Sunbelt Computer Software

Renewed python-Wappalyzer

https://travis-ci.org/chorsley/python-Wappalyzer.svg?branch=master

https://coveralls.io/repos/github/chorsley/python-Wappalyzer/badge.svg?branch=master

Python implementation of the Wappalyzer web application detection utility.

Install

$ pip install python-Wappalyzer

This also installs a wappalyzer command line entrypoint.

To enable headless browser rendering with Playwright:

$ pip install "python-Wappalyzer[browser]"
$ python -m playwright install chromium

Require Python3.6 or later.

Usage

The API exposes two objects: Wappalyzer.Wappalyzer and Wappalyzer.WebPage.

>>> from Wappalyzer import Wappalyzer, WebPage

First create a WebPage.
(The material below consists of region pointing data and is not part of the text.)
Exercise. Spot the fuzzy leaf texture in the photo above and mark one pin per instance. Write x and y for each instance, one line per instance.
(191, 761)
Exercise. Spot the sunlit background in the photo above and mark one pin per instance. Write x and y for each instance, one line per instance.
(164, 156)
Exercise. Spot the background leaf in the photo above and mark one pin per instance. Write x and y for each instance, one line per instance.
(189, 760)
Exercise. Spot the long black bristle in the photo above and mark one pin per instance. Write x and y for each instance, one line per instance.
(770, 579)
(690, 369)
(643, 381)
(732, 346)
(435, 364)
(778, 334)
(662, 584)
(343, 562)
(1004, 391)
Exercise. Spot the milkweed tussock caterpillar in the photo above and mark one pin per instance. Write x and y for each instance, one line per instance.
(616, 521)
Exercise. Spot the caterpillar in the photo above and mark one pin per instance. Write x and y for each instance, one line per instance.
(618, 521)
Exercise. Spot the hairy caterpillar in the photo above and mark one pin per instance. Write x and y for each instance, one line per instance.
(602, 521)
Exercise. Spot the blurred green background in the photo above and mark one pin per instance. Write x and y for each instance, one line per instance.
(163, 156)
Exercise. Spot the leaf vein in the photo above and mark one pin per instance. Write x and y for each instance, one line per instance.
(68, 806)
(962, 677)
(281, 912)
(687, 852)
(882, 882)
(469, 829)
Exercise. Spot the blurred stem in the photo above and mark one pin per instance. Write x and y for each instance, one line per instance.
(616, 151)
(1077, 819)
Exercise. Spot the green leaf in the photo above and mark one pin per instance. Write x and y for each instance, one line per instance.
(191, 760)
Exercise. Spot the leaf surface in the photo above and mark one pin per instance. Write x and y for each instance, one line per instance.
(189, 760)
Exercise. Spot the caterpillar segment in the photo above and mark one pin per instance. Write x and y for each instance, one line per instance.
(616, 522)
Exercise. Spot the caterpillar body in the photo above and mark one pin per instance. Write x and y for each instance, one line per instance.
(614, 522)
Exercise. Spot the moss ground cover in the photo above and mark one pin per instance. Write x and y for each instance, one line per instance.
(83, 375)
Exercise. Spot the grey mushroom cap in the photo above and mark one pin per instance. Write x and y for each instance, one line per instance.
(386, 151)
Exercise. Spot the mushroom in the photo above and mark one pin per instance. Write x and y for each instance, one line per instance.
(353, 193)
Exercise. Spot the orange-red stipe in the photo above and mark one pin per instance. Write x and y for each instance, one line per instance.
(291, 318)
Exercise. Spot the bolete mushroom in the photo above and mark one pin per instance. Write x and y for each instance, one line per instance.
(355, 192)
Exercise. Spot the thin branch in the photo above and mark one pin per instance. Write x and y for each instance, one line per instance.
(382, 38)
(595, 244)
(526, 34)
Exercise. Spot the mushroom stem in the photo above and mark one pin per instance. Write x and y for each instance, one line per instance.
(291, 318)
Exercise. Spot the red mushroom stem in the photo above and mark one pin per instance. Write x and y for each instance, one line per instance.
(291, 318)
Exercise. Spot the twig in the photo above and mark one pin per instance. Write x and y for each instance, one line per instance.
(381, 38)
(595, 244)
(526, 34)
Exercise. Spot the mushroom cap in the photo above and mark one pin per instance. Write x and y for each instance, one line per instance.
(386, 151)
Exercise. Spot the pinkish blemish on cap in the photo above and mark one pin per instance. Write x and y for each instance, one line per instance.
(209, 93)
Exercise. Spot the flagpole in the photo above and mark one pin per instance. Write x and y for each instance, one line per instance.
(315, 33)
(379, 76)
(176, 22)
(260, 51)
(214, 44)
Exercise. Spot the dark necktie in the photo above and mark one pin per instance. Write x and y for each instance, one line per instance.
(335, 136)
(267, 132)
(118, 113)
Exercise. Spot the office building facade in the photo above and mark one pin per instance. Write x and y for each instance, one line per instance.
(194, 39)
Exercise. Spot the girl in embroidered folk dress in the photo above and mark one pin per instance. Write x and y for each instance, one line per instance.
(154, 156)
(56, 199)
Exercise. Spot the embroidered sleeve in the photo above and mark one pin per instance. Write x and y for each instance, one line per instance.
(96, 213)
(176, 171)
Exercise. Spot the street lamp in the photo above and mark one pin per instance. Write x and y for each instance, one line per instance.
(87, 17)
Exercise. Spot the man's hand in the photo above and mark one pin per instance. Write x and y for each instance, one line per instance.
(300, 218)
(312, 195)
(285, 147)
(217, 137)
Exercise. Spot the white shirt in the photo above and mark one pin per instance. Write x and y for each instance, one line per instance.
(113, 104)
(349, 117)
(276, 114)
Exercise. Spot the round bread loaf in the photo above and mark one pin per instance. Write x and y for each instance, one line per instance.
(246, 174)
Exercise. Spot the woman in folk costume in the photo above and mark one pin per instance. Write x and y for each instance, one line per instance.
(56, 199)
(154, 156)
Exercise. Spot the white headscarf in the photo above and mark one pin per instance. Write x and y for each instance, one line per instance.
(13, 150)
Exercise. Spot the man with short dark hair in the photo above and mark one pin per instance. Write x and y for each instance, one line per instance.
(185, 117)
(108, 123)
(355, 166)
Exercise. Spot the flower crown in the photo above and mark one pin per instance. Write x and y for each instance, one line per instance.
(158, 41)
The following code creates a webpage with the request module.

>>> webpage = WebPage.new_from_url('http://example.com')

Then analyze it with Wappalyzer.

>>> wappalyzer = Wappalyzer.latest()
>>> wappalyzer.analyze(webpage)
{'Docker', 'Azure CDN', 'Amazon Web Services', 'Amazon ECS'}

To download and use the latest technologies file from AliasIO/wappalyzer repository, create the Wappalyzer driver with the update=True parameter.

>>> wappalyzer = Wappalyzer.latest(update=True)

The Wappalyzer object exposes more methods that returns metatada for the detected technologies.

>>> wappalyzer.analyze_with_categories(webpage)
{'Amazon ECS': {'categories': ['IaaS']},
 'Amazon Web Services': {'categories': ['PaaS']},
 'Azure CDN': {'categories': ['CDN']},
 'Docker': {'categories': ['Containers']}}

>>> webpage = WebPage.new_from_url('http://wordpress-example.com')
>>> wappalyzer.analyze_with_versions_and_categories(webpage)
{'Font Awesome': {'categories': ['Font scripts'], 'versions': ['5.4.2']},
 'Google Font API': {'categories': ['Font scripts'], 'versions': []},
 'MySQL': {'categories': ['Databases'], 'versions': []},
 'Nginx': {'categories': ['Web servers', 'Reverse proxies'], 'versions': []},
 'PHP': {'categories': ['Programming languages'], 'versions': ['5.6.40']},
 'WordPress': {'categories': ['CMS', 'Blogs'], 'versions': ['5.4.2']},
 'Yoast SEO': {'categories': ['SEO'], 'versions': ['14.6.1']}}

You can also analyze a provided website payload and get structured JSON output.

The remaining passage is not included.